值此之際,十幾個手持棍棒的家僕,皆是不懷好意的湊了上來,將杜如晦圍成了一圈。
「我不知道你是誰。」
杜如晦心中尤為不爽,但對方人多勢眾,他也只得勉強拱了拱手,道,
「也未曾听說過此地不得騎馬的規矩。」
「據我所知,整個長安也唯有皇城之內不得騎馬,其余地方皆是暢行的……」
他還欲再說,卻見尹阿鼠已是一棍子狠狠的敲在了馬頭之上!
「嘶!」
老馬痛苦的哀嚎一聲,巨大的痛楚讓它的身體劇烈的抖動。
「什麼規矩?老子的話就是規矩!」
尹阿鼠手捧棍棒,狠厲道,
「給我打!把他打下馬來!」
十幾個家僕一擁而上,對著老馬下了狠手,十幾條棍棒招呼之下,它已是不堪重錘,身形傾倒了下來。

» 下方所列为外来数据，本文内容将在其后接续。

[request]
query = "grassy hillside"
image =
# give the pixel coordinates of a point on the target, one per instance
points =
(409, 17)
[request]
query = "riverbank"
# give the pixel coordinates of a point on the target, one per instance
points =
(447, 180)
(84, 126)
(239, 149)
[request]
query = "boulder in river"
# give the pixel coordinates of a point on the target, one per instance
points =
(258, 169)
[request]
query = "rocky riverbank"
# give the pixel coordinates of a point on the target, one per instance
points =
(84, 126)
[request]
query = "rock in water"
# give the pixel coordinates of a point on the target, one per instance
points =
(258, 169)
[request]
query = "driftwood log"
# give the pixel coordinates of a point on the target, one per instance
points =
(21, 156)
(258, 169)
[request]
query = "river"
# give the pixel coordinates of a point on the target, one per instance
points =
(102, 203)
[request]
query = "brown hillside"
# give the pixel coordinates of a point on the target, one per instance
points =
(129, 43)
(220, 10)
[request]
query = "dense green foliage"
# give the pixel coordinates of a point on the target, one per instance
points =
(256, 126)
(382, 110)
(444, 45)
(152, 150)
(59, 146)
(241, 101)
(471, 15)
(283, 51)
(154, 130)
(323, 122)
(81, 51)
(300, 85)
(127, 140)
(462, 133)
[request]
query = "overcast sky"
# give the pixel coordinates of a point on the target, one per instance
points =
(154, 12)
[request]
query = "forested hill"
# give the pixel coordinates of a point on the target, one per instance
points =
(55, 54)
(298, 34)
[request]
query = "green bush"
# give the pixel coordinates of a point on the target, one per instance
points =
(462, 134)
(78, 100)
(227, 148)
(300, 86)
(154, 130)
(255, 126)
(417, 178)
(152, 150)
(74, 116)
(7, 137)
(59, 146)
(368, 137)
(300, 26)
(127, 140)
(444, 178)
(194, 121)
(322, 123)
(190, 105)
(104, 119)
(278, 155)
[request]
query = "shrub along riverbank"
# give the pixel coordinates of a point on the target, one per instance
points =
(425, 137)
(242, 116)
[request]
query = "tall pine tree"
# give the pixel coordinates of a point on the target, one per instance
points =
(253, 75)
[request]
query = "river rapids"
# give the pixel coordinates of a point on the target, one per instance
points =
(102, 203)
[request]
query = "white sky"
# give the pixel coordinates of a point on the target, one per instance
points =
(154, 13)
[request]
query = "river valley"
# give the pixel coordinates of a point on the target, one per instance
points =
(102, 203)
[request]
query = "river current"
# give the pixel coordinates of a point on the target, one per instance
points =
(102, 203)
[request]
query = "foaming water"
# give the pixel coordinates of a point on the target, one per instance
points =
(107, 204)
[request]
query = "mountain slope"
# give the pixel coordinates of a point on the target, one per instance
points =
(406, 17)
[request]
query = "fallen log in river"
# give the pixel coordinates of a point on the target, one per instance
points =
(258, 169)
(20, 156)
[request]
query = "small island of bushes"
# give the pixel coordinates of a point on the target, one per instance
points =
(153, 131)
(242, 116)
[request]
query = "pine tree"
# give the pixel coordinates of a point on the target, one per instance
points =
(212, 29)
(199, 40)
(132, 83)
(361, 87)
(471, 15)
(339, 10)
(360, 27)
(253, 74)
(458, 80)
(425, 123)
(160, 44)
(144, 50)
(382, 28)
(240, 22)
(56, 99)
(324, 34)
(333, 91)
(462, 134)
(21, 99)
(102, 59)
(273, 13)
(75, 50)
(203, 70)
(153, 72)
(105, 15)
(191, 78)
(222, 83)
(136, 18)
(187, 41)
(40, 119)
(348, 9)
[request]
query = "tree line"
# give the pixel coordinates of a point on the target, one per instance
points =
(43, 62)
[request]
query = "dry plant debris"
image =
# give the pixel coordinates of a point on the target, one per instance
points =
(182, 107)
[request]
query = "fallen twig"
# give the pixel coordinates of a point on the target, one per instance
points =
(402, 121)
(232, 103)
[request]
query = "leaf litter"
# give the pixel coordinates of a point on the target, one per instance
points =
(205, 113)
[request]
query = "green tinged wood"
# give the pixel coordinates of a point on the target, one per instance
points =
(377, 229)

馬上的杜如晦把持不住身形,更是直接摔下了馬,砸到了地上!
砰!
腦袋砸在堅實的地上,撞的他腦袋 地一暈。
「我是天策府兵曹參軍!」
他捂著腦袋,大聲吼道,
「你們無緣無故,怎敢打我!毆打朝廷命官……你們就不怕王法制裁嗎!」
這不報家門還好,一報家門,尹阿鼠臉上怒色更盛!
「天策府?我呸!」
他擼起袖子,惡狠狠的道,
「天策府算個什麼東西?你也敢拿出來壓我?」
「老子告訴你,老子還是皇帝的老丈人,皇親國戚呢!」
「給我打,照死了打!打死了算我的!我尹阿鼠平生最厭惡這種仗勢壓人的人,秦王?秦王在皇帝陛下面前,屁都不敢放一個!」
一聲令下,棍棒拳腳伺候!
砰砰砰!砰砰砰!
棍棍砸肉,還有人拿錐子直接鑿指頭!
群毆之下,杜如晦的慘叫聲不絕于耳!直到片刻之後,他沒了聲息……
「家主,他暈過去了!」
家僕上前一探,旋即起身匯報道。
尹阿鼠捻了捻胡須,上前踹了杜如晦一腳,果然紋絲不動,狀若尸體。
「這麼不禁打。」
他冷哼一聲,道,
「行了,收工回府吧!」
「天策府?老子打的就是天策府的狗,哼!」
尹阿鼠啐了一口唾沫,帶著惡僕轉身進了宅邸,並迅速關上了門。
進了宅邸,他的臉色迅速沉了起來,負手道︰
「取紙筆來,我要給女兒寫信。」
「是!」家僕應聲道。
……
升平坊內。
渾身是血和淤痕的杜如晦躺在地上,一動不動,生死不知。
唯有那匹被暴揍的老馬,側摔在地嘶鳴不止,讓人忍不住生出憐憫之心。
不知過了多久,巡街的翊衛照常路過,不經意間往坊內一瞧,頓時大駭!
「誰敢在長安當街殺人?!」
他趕忙上前,扶起血跡斑斑的杜如晦一瞧,驚道,
「這服飾……莫不是秦王麾下屬吏?」
翊衛的目光往杜如晦腰間一掃,看到印信拆開一看,上頭果然刻著「兵曹」兩字!
「果然是天策府的兵曹大人!」
翊衛連忙將杜如晦摟在懷中,一探鼻息,好在還有呼吸,還沒有死。
他旋即大聲呼喊道,
「大人,兵曹大人!醒醒!」
「快醒醒!」
「這……」
眼瞧對方深度昏迷,完全喊不應,他只得把牙一咬,背起杜如晦奔去。
天色已暗,天策府太遠去不成,這會兒為了救人,他只能往就近的醫館跑。